Differential response to acute ischemia between isolated contracting hearts and hearts perfused with excitation-contraction uncouplers.

Abstract

Acute myocardial ischemia triggers electrophysiological changes, including altered cardiac action potential and conduction slowing. Optical mapping is widely used to study these changes, but most experiments use excitation-contraction uncouplers to suppress contractile motion and motion artifacts. We hypothesized that contraction suppression with these uncouplers masks ischemic effects, leading to misleading results. We compared Langendorff-perfused, noncontracting hearts treated with blebbistatin to contracting hearts under acute ischemic conditions. Optical mapping with emission ratiometry and motion-tracking postprocessing minimized motion artifacts, whereas ischemia was induced by ligating the obtuse marginal branch of the left circumflex coronary artery. Contracting hearts exhibited faster and more pronounced reductions in action potential duration (APD) and action potential triangulation (2 min vs. 14 min), along with an increased incidence of spatially discordant alternans (SDA). They also displayed steeper APD restitution slopes, whereas these slopes were flattened in noncontracting hearts. These differences may stem from reduced metabolic demands and the absence of mechanoelectric feedback in noncontracting hearts. In contrast, contracting hearts, with higher metabolic activity and mechanical feedback, experienced more severe ischemic changes. These findings highlight the limitations of using blebbistatin-treated, noncontracting hearts in electrophysiological research, as critical ischemic effects may be underestimated. This study underscores the need to integrate mechanical and electrical dynamics in preclinical models to accurately replicate ischemic conditions, enhancing the translational relevance of experimental cardiac research.This study highlights key differences in acute ischemic responses between contracting and blebbistatin-treated noncontracting rabbit hearts.
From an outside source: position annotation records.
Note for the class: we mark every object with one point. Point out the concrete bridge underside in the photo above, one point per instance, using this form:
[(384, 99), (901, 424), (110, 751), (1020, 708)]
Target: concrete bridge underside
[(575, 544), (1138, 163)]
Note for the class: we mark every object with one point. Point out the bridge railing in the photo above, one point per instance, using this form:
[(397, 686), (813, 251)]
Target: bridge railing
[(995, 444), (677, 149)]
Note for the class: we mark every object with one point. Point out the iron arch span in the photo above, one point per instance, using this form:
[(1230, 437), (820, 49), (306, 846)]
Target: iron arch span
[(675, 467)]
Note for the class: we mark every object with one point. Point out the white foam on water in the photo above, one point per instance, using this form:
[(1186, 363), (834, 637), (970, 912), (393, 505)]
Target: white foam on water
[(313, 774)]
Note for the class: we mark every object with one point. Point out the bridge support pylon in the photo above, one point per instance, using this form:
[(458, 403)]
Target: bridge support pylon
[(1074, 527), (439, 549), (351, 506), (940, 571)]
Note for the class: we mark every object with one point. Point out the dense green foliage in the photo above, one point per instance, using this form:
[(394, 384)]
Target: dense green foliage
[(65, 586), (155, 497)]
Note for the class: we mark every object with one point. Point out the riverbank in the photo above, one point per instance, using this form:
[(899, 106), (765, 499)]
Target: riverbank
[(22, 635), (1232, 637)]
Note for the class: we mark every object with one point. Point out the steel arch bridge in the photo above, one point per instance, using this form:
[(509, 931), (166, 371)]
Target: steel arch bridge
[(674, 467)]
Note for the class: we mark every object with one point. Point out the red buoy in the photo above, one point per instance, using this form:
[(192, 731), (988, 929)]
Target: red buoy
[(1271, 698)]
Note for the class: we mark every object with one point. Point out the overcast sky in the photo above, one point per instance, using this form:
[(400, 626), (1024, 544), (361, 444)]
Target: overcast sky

Contracting hearts showed faster, more severe action potential duration reductions, increased spatially discordant alternans, and steeper restitution slopes, emphasizing the role of mechanoelectric feedback and higher metabolic demands. These findings challenge reliance on noncontracting models in electrophysiological research, underscoring the need for models integrating mechanical and electrical dynamics to improve the translational relevance of ischemic studies.